The Water Division of the Public Works Department is responsible for maintaining and managing the Village's water supply. Its 21 employees manage the Village's pump houses, meters and general water distribution. Glenview purchases its water from the Village of Wilmette.
Where does Glenview's water come from?
Thirsty? Fill a glass of water from the tap. Ready to cool off? Jump in the shower. Working on the lawn? Turn on the sprinkler. Clean, safe water is there whenever you need it and you probably don't give it much thought. But maybe you should. Glenview's water takes quite a circuitous route before it comes out of your tap or hose.
The long and winding road
It all starts at Lake Michigan. Glenview buys most of its water from the Village of Wilmette, and Wilmette's water plant is right on the waterfront at Lake Avenue (near Gilson Park). Two intake pipes running about a mile out into the lake bring "raw water" into the plant, where it receives a chemical pretreatment. Chlorine acts as a disinfectant, fluoride is added to keep your teeth healthy, carbon improves taste and odor and alum helps clarify the water.

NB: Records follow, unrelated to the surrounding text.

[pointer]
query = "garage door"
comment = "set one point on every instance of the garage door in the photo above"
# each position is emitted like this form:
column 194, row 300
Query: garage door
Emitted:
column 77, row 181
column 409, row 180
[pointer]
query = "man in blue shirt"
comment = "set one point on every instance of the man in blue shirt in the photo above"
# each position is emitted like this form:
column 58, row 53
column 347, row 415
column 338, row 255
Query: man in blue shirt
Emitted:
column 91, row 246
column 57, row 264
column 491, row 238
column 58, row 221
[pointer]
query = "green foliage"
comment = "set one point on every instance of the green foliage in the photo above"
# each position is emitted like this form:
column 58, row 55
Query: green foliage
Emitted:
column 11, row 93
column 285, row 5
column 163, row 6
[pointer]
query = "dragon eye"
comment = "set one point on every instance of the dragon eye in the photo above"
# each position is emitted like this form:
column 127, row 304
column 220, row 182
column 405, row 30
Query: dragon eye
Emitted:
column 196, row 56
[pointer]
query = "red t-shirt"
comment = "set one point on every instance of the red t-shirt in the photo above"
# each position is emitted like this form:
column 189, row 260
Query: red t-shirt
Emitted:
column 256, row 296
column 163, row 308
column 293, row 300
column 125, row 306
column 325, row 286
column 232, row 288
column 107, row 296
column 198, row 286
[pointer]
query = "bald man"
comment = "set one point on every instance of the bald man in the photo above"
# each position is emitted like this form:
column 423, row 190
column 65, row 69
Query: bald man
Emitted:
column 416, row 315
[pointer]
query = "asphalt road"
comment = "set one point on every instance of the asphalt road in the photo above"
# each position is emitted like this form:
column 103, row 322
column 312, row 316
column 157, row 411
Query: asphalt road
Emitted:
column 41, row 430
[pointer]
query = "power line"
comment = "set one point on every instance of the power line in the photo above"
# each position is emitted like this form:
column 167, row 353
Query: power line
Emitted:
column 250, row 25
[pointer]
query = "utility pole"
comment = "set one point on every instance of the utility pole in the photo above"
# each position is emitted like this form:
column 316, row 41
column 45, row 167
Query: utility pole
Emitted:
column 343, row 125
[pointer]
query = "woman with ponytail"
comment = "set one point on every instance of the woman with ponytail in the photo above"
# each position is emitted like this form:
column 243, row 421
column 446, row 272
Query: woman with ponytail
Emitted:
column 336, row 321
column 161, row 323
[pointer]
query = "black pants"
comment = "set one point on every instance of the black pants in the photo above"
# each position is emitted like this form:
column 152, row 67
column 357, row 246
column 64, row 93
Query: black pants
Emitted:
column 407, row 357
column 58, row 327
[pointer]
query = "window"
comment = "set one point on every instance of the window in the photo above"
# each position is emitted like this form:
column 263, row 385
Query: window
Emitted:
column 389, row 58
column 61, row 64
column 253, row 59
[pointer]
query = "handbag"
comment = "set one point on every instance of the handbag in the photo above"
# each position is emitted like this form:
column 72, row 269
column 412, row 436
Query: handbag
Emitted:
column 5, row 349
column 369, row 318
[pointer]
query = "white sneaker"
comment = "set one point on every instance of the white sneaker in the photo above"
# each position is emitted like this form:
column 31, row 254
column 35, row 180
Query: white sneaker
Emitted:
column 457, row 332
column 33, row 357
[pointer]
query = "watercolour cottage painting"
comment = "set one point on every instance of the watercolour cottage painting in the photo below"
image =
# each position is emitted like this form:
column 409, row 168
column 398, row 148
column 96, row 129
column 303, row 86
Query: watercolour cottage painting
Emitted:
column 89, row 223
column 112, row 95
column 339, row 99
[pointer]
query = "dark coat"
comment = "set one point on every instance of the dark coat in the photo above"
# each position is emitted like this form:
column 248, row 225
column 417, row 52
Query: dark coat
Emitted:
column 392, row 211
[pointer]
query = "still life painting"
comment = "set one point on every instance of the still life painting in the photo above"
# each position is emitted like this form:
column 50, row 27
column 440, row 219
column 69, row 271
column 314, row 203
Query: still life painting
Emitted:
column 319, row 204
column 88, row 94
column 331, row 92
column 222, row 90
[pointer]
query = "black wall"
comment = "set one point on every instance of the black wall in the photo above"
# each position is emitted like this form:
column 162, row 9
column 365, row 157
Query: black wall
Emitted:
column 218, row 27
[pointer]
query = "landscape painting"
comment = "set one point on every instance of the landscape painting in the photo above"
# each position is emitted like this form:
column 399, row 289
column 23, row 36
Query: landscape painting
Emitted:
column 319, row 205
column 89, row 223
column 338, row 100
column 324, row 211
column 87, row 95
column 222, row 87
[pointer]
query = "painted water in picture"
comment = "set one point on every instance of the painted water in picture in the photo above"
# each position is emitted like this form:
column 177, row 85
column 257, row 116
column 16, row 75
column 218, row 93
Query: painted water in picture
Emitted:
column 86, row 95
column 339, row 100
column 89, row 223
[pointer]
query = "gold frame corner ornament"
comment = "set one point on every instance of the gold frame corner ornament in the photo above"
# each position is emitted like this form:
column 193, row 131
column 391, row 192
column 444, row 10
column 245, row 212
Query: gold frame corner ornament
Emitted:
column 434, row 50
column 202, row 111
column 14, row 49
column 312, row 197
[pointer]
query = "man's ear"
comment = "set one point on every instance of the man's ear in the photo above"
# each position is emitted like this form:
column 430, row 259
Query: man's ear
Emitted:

Now the water enters mixing-settling basins. The alum forms a sticky, gelatinous material that attracts about 90 percent of the particles that come in from the lake and it all settles to the bottom of the tank. The last 10 percent is caught by large filters. Phosphate is added to the water, because it coats the pipes and prevents any lead (common in older homes) from leaching into your water supply. Finally, the water makes its way into underground reservoirs and out into pipes heading west toward Glenview.
On into Glenview
Far beneath the ground at Wilmette and Laramie Avenues, and at Laramie just north of Washington, 8.3 million gallons of water pass into Glenview from Wilmette through two pipes every day (on a hot day that can peak at 17 million gallons!). From there it travels into one of Glenview's four reservoir/pumping stations, where a little extra chlorine is added. In all likelihood you've passed at least one of our reservoir/pumping stations on your travels around town. Together, the stations at Laramie and Wilmette Avenue, Rugen Road near East Lake Avenue and West Lake Avenue near Pfingsten hold 16.3 million gallons.
More prominent are the two elevated water tanks, one on Waukegan south of Glenview Road, one on Central Road, west of Milwaukee Avenue. The level of water in these tanks rises and falls with the pressure in the pipes, and is constantly monitored. When the level drops below a certain point, additional pumps start up at the reservoirs.
From lake to tap
In the end, though, you probably care most about the water that comes into your house. And this travels through large pipes that leave the reservoir/pumping stations into a series of smaller and smaller pipes that branch out to cover the entire Village. Total Village use rises and falls every day (during half-time on Superbowl Sunday it really jumps!) but whenever you want it, it's there clear and pure all the way from the lake . . . to your glass of water.
The water meter inside your home is most likely to be in your basement, the crawlspace, or utility closet (if your house is on a slab.) Some homes in the Glenview service area actually have the meters in a pit in the front yard. The reading on your water meter today is the total volume of water that has gone through the meter since it was installed. Your usage for each billing cycle is derived by subtracting the previous reading from the current reading.
In 2015-16, the Village of Glenview replaced all 16,000 residential and commercial water meters within Glenview with new automated meters (picture above). That allowed the Village to implement an automated meter reading process for better customer service, greater data accuracy and reduced operational costs.
A good way to check for good flow (volume) in your home is the bucket test. Take a five-gallon bucket and put it in your laundry tub. You want a faucet with no screens or aerators. Note the position of the Low Flow Indicator -- for example, perhaps it's at seven. Open the faucet all the way, filling the bucket. When it is full, turn off the faucet. This should take about 30 seconds. Check the meter. The dial should be at two, which is five gallons.
Lawn sprinkling restrictions
Lawn sprinkling in Glenview between May 15 and September 15 is banned between the hours of 10 a.m. and 4 p.m. Additionally during that period, sprinkling is based on an odd-even day system. State law has mandated that in municipalities that use Lake Michigan water, sprinkling for even-numbered addresses can only take place on even-numbered dates (1234 Main Street on the 2nd, 4th, etc.) and watering for odd-numbered addresses can only take place on odd-numbered dates (4321 Main Street on the 1st, 3rd, etc.). No lawn sprinkling is permitted on the 31st of any month within that period.
The exception is newly-laid sod, hydroseed, trees and shrubs, which will be allowed a 90-day exemption to the restrictions.